Here's a "thumbs up" and "thumbs down" related to various political news items from the past week:

Thumbs up

Thanks to Dems: South Carolina Democrats may have seized on the most original political ploy in years when two of them – lobbyist Dwight Drake and state Sen. Brad Hutto of Orangeburg paid $6,600 at a fund-raiser to win a dinner for nine couples at the Governor’s Lace House in Columbia. They invited all the gubernatorial candidates of all parties, including, of course, the host governor. They are all coming, along with their wives, as are Hutto and Drake and their wives and others, including a reporter and his wife, who we suppose will be our fly on the wall. And what did the candidate for governor say to the other candidate for governor?

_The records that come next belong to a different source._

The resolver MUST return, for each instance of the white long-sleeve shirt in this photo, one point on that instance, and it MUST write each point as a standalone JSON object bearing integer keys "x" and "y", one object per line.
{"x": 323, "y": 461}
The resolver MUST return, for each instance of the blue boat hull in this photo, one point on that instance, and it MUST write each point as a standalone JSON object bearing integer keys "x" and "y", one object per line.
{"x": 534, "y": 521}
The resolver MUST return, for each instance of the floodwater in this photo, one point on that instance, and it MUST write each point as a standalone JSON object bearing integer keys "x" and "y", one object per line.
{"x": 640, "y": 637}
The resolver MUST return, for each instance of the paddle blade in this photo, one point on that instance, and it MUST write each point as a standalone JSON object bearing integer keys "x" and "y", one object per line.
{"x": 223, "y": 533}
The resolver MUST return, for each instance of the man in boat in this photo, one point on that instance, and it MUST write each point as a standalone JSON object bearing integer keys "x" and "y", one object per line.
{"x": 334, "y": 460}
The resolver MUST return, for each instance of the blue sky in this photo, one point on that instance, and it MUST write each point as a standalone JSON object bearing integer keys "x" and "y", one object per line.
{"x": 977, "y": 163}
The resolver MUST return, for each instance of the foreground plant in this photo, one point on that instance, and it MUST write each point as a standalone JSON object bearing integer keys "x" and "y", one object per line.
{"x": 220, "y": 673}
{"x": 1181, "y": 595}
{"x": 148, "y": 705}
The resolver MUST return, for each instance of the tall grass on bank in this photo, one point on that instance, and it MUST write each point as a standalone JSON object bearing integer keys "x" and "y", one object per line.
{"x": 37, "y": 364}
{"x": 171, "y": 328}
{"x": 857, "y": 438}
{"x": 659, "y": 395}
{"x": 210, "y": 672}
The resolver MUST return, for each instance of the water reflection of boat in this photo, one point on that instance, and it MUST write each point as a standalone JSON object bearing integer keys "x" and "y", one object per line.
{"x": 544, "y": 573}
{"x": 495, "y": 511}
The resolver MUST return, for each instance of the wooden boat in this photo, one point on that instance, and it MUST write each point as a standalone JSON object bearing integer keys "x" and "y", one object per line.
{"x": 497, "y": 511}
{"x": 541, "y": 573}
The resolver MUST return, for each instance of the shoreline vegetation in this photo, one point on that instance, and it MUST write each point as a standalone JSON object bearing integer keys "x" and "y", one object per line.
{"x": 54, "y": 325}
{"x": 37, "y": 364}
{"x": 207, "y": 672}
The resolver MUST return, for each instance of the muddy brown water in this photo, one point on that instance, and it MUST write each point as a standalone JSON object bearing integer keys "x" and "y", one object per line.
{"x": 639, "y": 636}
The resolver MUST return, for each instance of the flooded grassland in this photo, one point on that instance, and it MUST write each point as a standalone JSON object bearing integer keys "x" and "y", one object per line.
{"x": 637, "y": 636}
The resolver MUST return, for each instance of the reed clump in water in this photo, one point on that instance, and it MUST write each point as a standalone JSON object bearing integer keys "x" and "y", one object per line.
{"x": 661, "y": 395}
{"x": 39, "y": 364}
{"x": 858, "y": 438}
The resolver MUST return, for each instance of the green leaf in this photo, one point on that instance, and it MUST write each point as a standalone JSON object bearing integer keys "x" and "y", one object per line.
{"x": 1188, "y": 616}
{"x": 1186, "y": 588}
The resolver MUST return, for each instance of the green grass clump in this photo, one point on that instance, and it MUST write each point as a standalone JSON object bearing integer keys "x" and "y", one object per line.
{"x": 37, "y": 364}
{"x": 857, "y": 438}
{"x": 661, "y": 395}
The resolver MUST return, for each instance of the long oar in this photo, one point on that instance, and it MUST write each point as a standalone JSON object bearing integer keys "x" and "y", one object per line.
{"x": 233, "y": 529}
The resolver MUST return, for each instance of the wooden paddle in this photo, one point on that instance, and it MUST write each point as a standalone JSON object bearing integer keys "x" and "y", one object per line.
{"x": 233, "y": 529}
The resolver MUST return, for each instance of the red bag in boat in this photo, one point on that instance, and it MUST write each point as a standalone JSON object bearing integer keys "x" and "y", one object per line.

Making up: It may be hard for those outside politics to understand how politicians can be at each other’s throats during a political campaign, but at least courtesy to each other outside of the political realm. For instance, there’s Democrat Inez Tenenbaum, state superintendent, who ran in 2004 against Republican Jim DeMint for US Senate in a bitter, raucous campaign. DeMint won, but this past week, they joined forces to promote the Pell Grant for students in the first time they have seen each other in person. They embraced briefly, then let bygones be bygones in an effort to help a common cause.

Thumbs down

Flagging: Rep. Ken Kennedy, D-Greeleyville, raised many eyebrows in the House when he acerbically responded to Rep. Catherine Ceips, R-Beaufort, that neither he nor his family would be aided by the purchase of three Revolutionary War battle flags and said he had thrown away Ceips’ letter about the flags. Other representatives from both parties disagreed with Kennedy, as did 107 members who voted to direct the Budget and Control Board to enter into negotiations to buy the flags before auction and to raise privately the $2- or $3-million that would be needed to purchase the flags taken by “Bloody” Tarleton of England in a Lancaster County massacre. Kennedy didn’t even bother to vote.